The mechanisms of ginger on testosterone are not really known. Past letters (in response to trials) suggest it may be via thromboxane inhbition, an effect shared between ginger and the reference drug cimetidine. However, Cimetidine appears to be an anti-androgen (opposite that of ginger) and this theorized mechanism of action may not be legitimate.
Ginger appears to be effective in increasing testosterone concentrations in rodents
In a study of infertile men, the improvements in fertiliy and seminal parameters observed with three months of therapy was associated with a 17.7% increase in testosterone concentrations; dosage of ginger used was not specified.
Preliminary evidence to support the usage of ginger to boost testosterone concentrations, although this has only been demonstrated in infertile men at this point in time
One study assessing a variety of medical plants for estrogenic properties noted that Ginger was able to activate the estrogen receptor in a yeast assay with an EC50 of 77.26ug/mL when the 95% ethanolic extract was tested; a similar potency to Glycyrrhiza Uralensis.
Supplementation of ginger to infertile men (3 months of therapy, dosage not specified) appears to be able to increase sperm count (16.2%), motility (47.3%), viability (40.7%), normal morphology (18.4%), and ejaculate volume (36.1%) paired with reductions in lipid peroxidation as assessed by MDA (53.7%) and increases in glutathione 26.7%).
5-HTP is the amino acid precursor to serotonin, a neurotransmitter commonly associated with happiness and contentment.
Ginger has actions as a serotonin receptor antagonist, of which many are located in the intestines.
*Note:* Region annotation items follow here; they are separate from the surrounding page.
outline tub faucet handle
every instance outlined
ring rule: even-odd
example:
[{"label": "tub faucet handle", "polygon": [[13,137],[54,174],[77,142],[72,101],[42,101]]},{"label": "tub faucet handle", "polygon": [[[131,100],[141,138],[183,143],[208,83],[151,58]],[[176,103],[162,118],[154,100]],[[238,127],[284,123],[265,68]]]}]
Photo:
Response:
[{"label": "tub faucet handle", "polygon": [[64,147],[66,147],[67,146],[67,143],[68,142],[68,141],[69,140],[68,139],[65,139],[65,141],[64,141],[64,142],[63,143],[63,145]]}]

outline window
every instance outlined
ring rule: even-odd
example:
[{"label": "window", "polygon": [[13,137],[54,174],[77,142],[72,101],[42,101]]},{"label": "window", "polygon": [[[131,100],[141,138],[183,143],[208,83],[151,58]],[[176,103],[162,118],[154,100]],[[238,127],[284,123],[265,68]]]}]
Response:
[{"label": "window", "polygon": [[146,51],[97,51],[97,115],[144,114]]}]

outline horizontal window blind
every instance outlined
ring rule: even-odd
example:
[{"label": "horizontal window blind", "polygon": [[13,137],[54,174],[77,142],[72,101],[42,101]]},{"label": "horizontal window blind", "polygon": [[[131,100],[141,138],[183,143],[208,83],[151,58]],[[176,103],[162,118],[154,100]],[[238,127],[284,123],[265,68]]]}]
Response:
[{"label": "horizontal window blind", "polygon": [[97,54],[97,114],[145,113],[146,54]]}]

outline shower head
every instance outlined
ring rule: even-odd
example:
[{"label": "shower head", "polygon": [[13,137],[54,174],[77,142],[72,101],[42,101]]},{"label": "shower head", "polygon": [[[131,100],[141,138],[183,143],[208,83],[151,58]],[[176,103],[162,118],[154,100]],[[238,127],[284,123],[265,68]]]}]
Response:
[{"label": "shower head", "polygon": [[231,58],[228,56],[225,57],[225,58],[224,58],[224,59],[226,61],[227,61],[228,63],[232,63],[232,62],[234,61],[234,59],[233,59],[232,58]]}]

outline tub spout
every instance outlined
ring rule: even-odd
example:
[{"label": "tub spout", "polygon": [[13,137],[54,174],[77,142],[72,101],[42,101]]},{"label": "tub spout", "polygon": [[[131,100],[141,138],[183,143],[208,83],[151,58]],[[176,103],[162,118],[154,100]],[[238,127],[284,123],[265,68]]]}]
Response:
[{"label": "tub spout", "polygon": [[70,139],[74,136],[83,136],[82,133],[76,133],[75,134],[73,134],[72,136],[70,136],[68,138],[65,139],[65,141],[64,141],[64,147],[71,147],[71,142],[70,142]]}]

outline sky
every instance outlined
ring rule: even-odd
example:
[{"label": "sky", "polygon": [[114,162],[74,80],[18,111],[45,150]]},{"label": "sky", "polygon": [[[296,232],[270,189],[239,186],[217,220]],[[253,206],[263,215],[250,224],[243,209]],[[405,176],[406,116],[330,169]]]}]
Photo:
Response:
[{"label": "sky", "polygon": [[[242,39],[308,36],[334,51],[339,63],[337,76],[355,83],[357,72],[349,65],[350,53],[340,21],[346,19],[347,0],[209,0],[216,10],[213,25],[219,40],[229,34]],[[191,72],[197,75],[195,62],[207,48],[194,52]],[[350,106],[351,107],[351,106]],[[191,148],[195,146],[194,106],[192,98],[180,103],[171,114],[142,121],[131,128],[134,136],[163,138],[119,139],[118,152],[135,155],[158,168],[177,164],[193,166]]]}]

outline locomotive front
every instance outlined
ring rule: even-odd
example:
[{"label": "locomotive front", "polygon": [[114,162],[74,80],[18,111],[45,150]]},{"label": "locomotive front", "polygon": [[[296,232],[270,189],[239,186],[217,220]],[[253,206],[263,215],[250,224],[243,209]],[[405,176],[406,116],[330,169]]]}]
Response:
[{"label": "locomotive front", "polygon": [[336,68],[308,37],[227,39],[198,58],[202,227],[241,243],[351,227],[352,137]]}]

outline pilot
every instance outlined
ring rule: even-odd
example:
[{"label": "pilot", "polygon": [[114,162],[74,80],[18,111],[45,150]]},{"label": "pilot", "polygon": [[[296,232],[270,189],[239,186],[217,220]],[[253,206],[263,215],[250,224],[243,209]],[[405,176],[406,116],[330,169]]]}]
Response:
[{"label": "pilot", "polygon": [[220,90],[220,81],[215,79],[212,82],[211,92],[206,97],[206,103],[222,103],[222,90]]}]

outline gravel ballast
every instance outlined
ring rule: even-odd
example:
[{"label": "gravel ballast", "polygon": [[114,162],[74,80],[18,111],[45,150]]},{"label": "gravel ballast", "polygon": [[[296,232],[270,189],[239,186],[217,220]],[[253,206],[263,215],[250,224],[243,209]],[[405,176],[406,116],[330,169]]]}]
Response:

These effects seem to be mediated through gingerols and their metabolites.
Oral treatment of ginger (as juice) has been shown in rats to negate the hyperglycemia induced by serotonin; this hyperglycemia normally occurs as serotonin suppresses insulin secretion, and inhibiting this reaction causes a relative reduction in blood glucose.
As the serum levels of gingerols in the brain appears to be ten-fold lower than the level in the intestines and stomach after ingestion, it seems that, practically, this antagonism may only be relevant to serotonin's gastrointestinal and systemic interactions.
May counteract any intestinal action of serotonin and its precursor, and thus combination would not be advised. May not adversely interact with neural actions of serotonin due to too low a dose used.
Magnolia Officinalis, or Magnolia Bark, is a herbal product which is typically reduced to its two active ingredients 'Magnolol' and 'Honokiol'; its effects on anti-depression (at 20mg/kg bodyweight combined) are synergistically enhanced when coingested with ginger at 14mg/kg bodyweight in rats despite ginger having no anti-depressive effects in isolation.
In meta-analysis' and reviews conducted on the topic, side-effects reported in clinical trials appear to be related to gastrointesinal discomfort and never more severe. These occur infrequently at the recommended 1-2g dosage range for Nausea prevention.
Studies in rats suggest that, when fed orally (gavage) there are no significant adverse changes in blood chemistry or organ weight up to dosages of 2000mg/kg bodyweight for 35 days, with exception to a decrease in testicle size possible due to a negative feedback response from androgenic activity. This dose is 320mg/kg bodyweight daily when converted to humans based on Body Surface Area.
Lower dosages (500mg/kg) have been tested for up to 13 weeks in rats of both genders with no side-effects noted.
A meta-analysis of 6 randomized trials noted that there were no reports of adverse effects associated with Ginger in the 6 studies selected as it pertains to pregnancy. Another review specifically investigated four trials and found no adverse effects at a dosage of 1g Ginger Extract.
Due to an anticoagulant effect of ginger, it should not be paired with pharmaceutical (prescription) drugs with the same effect such as Warfarin, and possibly NSAIDs such as Aspirin; doubly important when used during pregnancy.